Maneviyat ile, belli dinî mensubiyetlerin ötesinde, kişi ile yüce bir varlık arasındaki aşkın ilişki kastedilirken (Peterson ve Nelson, 1987); din, örgütlü dinî kurumların inanç ve pratiklerine bağlılıkla ilgilidir (Shafranske ve Maloney, 1990).41

Maneviyat, kişisel olarak önemli kurallara göre yaşamak gibi belli bir rehberlik olmadan var olabilirken; bir dini takip etmek, Tanrı’yı arayışta izlenecek pratikleri ya da kılavuzluğu kabul etmeyi içerebilmektedir. Örneğin bazı dinlerde belli yiyecekler yenmeyebilirken, diğer bazı dinler takipçilerinden belirlenmiş zamanlarda belirlenmiş etkinliklere (Pazar ayinleri, günün belli zamanlarında ibadet gibi) katılmalarını gerekli görebilmektedir.42

Maneviyatın, doğası itibariyle daha genel ve kapsamlı iken; dinin, daha özel olup, belirli inanç gelenekleri ya da kurumlarıyla ve Tanrı’ya inançla ilişkili görülmekte olduğu görüşü, meseleyi basite indirgeme anlamına geldiği gerekçesiyle eleştirilmektedir (Pargament, 1999).43

Maneviyatı, “kendi faniliğimizin gerçekliğinde anlam arama arzusu” olarak tanımlayan Piedmont, maneviyatın, Teobiyoloji ve Nöroteoloji’deki son gelişmelerin de kanıtladığı gibi evrensel bir insan deneyimi olduğunu ifade ederek; manevî aşkınlık adı altında genetik bir kişilik özelliğinin varlığını öne sürmektedir.44

38 Koenig (2004), agm, , s. 1194- 1200.; Paloutzian, agb, s. 7.

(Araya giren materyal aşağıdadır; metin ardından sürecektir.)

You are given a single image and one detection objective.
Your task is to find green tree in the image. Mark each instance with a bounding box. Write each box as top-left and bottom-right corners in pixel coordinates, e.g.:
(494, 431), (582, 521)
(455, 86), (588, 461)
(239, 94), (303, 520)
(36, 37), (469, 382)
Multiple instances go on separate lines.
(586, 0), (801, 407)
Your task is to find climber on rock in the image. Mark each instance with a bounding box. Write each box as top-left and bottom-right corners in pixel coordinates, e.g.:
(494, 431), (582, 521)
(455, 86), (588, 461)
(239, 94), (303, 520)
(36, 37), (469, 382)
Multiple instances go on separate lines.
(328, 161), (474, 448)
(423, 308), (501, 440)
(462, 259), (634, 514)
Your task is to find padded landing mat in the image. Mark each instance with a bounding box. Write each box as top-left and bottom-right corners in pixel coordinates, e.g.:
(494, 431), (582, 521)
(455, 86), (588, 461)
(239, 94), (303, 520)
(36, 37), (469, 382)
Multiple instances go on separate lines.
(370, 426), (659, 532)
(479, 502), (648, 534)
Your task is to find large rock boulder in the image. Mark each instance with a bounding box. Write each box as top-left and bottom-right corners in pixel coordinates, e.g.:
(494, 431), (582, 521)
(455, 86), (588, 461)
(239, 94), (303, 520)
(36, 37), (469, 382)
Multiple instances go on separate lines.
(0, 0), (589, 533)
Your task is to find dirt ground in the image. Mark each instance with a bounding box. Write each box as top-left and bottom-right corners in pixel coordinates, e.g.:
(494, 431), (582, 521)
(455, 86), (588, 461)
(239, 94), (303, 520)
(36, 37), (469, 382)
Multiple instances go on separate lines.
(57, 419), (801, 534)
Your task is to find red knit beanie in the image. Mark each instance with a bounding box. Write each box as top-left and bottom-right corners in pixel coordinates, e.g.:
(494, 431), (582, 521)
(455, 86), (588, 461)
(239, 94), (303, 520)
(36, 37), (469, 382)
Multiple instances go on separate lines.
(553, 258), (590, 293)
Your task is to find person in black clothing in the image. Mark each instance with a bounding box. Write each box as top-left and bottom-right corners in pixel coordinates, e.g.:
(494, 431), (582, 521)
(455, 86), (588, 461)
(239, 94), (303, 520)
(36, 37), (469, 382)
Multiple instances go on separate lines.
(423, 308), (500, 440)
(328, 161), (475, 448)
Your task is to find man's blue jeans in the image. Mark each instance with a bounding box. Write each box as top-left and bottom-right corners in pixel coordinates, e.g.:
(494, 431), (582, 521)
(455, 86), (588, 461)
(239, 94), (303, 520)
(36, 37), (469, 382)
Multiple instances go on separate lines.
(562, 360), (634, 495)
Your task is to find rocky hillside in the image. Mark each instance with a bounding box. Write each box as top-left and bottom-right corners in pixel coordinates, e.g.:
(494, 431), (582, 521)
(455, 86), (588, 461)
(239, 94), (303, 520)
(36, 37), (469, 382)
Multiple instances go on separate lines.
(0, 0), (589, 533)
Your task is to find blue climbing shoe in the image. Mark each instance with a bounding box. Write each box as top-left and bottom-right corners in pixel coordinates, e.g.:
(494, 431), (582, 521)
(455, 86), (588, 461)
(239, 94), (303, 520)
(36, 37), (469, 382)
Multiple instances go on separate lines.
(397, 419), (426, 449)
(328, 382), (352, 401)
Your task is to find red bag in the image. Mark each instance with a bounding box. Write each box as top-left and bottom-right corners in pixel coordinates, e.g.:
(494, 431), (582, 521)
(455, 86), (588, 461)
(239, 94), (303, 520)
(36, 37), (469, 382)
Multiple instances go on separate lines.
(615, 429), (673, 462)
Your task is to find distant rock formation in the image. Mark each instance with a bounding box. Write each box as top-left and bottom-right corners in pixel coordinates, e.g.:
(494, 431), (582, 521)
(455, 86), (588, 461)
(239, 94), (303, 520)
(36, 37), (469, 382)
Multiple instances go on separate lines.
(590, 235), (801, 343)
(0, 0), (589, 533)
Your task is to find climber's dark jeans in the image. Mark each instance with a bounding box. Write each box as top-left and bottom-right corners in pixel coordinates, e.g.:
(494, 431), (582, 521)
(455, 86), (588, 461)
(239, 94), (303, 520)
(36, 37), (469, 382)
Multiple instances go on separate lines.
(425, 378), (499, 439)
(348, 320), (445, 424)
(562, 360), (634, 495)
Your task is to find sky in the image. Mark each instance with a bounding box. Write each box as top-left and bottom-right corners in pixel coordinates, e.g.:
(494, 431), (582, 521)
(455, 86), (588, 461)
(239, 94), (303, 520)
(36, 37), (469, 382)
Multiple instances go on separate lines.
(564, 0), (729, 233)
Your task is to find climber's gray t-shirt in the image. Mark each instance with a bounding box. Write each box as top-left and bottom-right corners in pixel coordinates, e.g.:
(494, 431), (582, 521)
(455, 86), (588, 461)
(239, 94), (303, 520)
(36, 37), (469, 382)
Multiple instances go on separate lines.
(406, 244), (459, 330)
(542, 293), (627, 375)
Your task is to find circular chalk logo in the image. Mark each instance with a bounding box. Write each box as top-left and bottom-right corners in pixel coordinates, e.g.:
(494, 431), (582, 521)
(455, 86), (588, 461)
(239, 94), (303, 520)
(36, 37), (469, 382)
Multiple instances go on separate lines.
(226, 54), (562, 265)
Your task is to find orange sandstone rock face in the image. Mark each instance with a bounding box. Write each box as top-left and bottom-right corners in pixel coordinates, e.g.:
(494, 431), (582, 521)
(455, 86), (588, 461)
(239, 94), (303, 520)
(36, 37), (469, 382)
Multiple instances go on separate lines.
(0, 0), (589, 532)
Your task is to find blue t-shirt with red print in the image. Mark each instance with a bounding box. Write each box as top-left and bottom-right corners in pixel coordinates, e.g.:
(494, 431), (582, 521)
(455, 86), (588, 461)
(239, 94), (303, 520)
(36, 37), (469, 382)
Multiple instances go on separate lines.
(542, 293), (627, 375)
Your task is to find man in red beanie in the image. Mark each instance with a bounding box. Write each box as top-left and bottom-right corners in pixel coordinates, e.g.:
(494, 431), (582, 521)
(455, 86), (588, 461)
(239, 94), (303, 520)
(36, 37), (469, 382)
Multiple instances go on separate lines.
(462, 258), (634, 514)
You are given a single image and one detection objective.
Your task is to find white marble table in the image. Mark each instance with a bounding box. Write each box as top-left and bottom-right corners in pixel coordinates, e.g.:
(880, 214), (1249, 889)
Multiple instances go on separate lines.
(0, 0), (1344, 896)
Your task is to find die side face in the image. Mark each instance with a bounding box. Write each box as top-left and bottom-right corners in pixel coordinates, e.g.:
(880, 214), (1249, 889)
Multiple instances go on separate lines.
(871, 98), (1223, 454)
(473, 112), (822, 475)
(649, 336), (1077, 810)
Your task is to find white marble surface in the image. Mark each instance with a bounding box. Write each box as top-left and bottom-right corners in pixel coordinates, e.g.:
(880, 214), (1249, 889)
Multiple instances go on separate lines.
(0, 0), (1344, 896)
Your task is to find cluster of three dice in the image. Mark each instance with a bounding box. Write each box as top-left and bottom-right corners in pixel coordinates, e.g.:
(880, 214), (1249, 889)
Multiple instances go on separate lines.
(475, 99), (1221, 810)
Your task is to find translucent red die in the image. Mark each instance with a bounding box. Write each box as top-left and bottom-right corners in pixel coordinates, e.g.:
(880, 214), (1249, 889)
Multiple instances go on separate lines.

39 Bruce- Newberg, agm, s. 443-68.

40 Koenig (2004), agm, s. 1194- 1200.

41 Dein (2004), agm, s. 287- 295; Dein (2006), agm, s. 67- 72.

42 İngiliz Ulusal Şizofreni Derneği, agbr.

43 Scott Richards - Allen Bergin, “The Need For a Theistic Spiritual Strategy”, A Spiritual Strategy for Counseling and Psychotherapy içinde, APA Books, Washington DC, A. B. D., 2005, s. 5- 25, http://books.apa.org, 14 Ocak 2007.

44 Ralph Piedmont- Mark Leach, “Cross- Cultural Generalizability of the Spiritual Transcendence Scale in India”, American Behavioral Scientist, C. 45, S. 12, 2002, s. 1888-1901.

II. RUH SAĞLIĞI KAVRAMI

A. Ruh Sağlığının Tanımlanması

Ruh sağlığının tanımına geçmeden önce, ilk olarak klinik psikoloji ve psikiyatrinin inceleme alanına dair kavram kargaşasına değinmek kaçınılmaz görünmektedir.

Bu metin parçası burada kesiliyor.